At depth 4 with one hour of pretrain, yes. The model has ~16M parameters and has seen a tiny fraction of the corpus a real model trains on. Coherent-sounding sentences with factual errors is the baseline. Sentence fragments, repeated tokens, and confident nonsense are also normal. Lab 12 (the LLM-security module) explores why even large models exhibit these failure modes and how to detect them.
How do I get a bigger allocation?
Your class allocation is set by the instructor; ask if you need more. UVA Research Computing also has a research-allocation request process — useful for projects beyond the course. Submit a paragraph describing your project at rc.virginia.edu.
Can I do this from my laptop with a local GPU?
If your laptop has an NVIDIA GPU with ≥16GB VRAM (RTX 4080+, M-series with Metal Performance Shaders, AMD with ROCm), yes — same commands, no SLURM. Performance is comparable to one A100 for depth 4. The HPC etiquette section doesn't apply; everything else does.
I'm getting OOM on the GPU. What do I lower?
In order: --device-batch-size (halve it), then --seq-len (cut to 512), then --depth (down to 4). The repo has a --gradient-accumulation flag that trades wall-clock for memory — set it to 4 and you can usually fit a depth-8 model on an A100.

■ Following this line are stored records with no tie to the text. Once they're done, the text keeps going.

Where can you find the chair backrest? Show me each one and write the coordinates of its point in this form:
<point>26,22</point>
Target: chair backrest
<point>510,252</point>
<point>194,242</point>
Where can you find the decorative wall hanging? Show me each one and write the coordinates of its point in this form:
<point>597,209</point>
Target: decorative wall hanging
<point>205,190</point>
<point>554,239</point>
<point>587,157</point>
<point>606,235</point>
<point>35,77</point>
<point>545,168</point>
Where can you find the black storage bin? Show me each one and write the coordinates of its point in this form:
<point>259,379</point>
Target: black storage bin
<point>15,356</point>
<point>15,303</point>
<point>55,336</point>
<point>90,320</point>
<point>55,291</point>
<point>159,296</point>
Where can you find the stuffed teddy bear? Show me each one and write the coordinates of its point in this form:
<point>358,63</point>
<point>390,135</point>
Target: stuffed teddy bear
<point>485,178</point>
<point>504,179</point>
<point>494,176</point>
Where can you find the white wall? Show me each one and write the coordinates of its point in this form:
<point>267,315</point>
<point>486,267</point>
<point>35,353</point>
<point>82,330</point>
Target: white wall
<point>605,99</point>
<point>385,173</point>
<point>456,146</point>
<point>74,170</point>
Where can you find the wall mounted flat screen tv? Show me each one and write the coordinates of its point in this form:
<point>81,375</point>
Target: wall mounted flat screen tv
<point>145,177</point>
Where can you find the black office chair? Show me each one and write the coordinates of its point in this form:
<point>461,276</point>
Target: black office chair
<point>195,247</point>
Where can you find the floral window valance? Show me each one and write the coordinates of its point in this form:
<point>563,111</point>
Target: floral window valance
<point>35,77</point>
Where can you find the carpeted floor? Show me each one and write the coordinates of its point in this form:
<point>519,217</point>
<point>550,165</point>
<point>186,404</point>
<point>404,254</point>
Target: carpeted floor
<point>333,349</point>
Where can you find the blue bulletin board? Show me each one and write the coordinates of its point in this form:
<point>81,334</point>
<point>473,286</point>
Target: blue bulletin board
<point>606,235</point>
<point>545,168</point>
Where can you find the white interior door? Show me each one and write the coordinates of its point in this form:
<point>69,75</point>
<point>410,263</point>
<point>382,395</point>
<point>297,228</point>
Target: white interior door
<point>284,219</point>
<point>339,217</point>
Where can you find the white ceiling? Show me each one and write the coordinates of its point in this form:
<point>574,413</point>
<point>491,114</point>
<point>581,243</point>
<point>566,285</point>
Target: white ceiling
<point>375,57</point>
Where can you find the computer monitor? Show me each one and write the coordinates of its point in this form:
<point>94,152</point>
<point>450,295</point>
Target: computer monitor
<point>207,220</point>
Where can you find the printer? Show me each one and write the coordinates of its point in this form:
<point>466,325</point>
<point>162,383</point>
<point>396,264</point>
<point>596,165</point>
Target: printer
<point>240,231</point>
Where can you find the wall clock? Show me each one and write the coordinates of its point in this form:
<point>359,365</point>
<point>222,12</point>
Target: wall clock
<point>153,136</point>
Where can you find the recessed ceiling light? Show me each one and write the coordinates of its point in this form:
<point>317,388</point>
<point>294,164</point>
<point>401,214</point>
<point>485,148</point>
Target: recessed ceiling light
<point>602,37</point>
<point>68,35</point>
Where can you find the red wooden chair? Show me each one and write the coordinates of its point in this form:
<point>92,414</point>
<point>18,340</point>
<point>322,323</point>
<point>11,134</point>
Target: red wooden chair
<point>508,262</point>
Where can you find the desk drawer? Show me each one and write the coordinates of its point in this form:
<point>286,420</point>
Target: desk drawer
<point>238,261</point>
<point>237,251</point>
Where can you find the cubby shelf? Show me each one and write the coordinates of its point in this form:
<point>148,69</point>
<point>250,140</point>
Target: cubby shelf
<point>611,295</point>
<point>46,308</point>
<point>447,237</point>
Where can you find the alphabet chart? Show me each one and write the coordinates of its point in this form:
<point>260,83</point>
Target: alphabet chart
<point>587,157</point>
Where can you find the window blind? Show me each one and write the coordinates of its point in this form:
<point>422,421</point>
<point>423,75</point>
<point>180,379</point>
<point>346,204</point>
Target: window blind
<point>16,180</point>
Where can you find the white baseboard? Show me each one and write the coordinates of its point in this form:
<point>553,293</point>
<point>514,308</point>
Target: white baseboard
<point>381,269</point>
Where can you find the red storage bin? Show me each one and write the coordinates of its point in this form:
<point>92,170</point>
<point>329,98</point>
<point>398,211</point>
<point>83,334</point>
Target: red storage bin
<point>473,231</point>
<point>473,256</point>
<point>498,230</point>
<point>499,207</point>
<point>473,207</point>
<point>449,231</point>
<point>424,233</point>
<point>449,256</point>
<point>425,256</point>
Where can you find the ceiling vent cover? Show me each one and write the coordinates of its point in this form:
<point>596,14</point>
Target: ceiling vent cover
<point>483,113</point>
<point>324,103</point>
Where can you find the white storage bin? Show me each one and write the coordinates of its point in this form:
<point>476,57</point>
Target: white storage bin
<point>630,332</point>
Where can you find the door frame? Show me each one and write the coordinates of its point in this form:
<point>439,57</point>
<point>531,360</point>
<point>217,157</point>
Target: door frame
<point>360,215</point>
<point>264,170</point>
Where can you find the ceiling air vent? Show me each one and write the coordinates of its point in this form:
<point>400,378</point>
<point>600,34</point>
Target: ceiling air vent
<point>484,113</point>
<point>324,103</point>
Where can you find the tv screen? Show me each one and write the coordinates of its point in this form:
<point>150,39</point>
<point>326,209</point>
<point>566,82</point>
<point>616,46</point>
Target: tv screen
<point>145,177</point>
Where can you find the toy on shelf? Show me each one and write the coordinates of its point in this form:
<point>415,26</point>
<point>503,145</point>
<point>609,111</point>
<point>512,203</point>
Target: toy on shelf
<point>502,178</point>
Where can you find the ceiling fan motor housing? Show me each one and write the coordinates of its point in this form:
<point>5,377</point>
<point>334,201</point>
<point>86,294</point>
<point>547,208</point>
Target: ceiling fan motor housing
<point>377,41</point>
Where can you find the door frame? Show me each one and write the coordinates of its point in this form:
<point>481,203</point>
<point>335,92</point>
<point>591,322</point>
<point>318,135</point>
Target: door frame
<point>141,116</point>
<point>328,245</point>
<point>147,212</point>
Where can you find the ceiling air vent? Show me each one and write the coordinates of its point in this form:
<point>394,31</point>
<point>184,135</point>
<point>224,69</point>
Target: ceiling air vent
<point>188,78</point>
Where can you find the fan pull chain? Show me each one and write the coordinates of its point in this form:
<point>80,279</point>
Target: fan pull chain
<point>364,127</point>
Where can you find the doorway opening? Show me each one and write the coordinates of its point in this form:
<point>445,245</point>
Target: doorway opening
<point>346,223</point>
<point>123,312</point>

Where does Lab 03 connect to the rest of the course?
This is the "build" foundation for everything LLM-shaped in the course. Lab 04 (microagent) builds a tiny agent on top of a model like this one. Lab 05 (attacking AI agents) targets exactly that agent. Lab 06 (microMCP) builds the tool-protocol layer underneath; Lab 07 (attacking MCP) attacks that protocol. Lab 11 (unaligned models) starts from a model like the one you trained here. Labs 12–13 (deployment) put a chat-model-shaped object behind a hardened service. Lab 10 (agentic pentest) uses an externally-hosted model but the architecture is what you just built.